Emmanuel LANGELLIER, Media365 : publié le mardi 14 juillet 2026 à 14h48
Alex Baena, l'ailier gauche de la Roja, s'apprête à disputer une première demi-finale de Coupe du monde contre l'ogre français.
L'Espagne dispute - seulement - la 2e demi-finale de Coupe du monde de son histoire, mardi soir contre l'équipe de France. La première s'était bien passée. À Durban, le 7 juillet 2010, Carles Puyol avait donné la victoire à la Roja contre l'Allemagne (1-0). 4 jours plus tard, Iker Casillas et ses coéquipiers ibériques levaient le trophée le plus convoité de la planète dans le ciel de Johannesburg.
L'Espagne rêve d'une 2e finale
La Seleccion rêve d'un pareil dénouement 16 ans plus tard. Mais avant de songer à une 2e étoile, dimanche prochain dans la banlieue de New York, il faut franchir l'obstacle représenté par la France. Pour Alex Baena (24 ans), attendu une nouvelle fois titulaire sur l'aile gauche de l'attaque espagnole, « ça va être un très bon match, entre 2 des meilleures équipes du monde. Un match dont les spectateurs vont sûrement profiter. On les a joués plusieurs fois, toujours en notre faveur. On espère que ça va continuer demain (mardi) », a confié le joueur de l'Atlético de Madrid (22 sélections, 3 buts).
Baena : « Du moment qu'on gagne, peu importe »
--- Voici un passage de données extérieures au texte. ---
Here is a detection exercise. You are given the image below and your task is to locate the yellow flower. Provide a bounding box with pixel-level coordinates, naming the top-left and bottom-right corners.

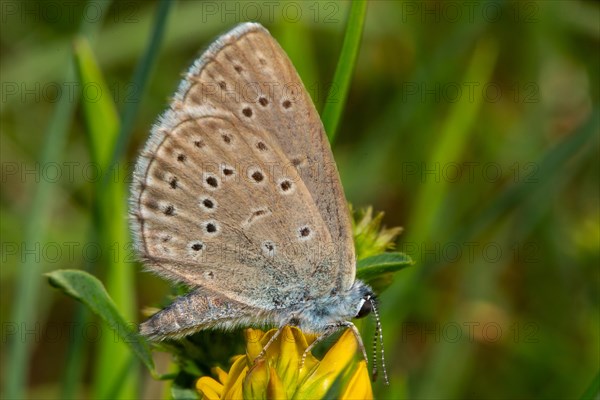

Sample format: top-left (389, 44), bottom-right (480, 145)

La Roja s'est adjugée les 2 derniers duels face aux Bleus. C'était en demi-finales de l'Euro 2024 (2-1) et au même stade de la Ligue des nations (5-4) en 2025. Assistera-t-on à une même rencontre débridée ? « Du moment qu'on gagne, peu importe. Ça va être un match où les 2 équipes vont beaucoup attaquer et s'il y a des buts, j'espère que ce sera pour nous », vise Baena, auteur d'un but depuis le début du tournoi.
« J'espère qu'on pourra contrôler leur jeu »
Comme elle adore posséder le ballon, beaucoup voient l'Espagne monopoliser le cuir et la France évoluer en transition. « On connaît les 4 joueurs qu'ils ont devant, ils sont plus à l'aise quand ils ont le ballon pour attaquer en transition. Mais nous essaierons de faire comme à tous les matchs, avoir la possession, perdre le ballon le moins possible pour ne pas les favoriser. J'espère que demain (mardi), on pourra contrôler leur jeu », a souligné Baena, présent devant les journalistes à la veille du choc très attendu.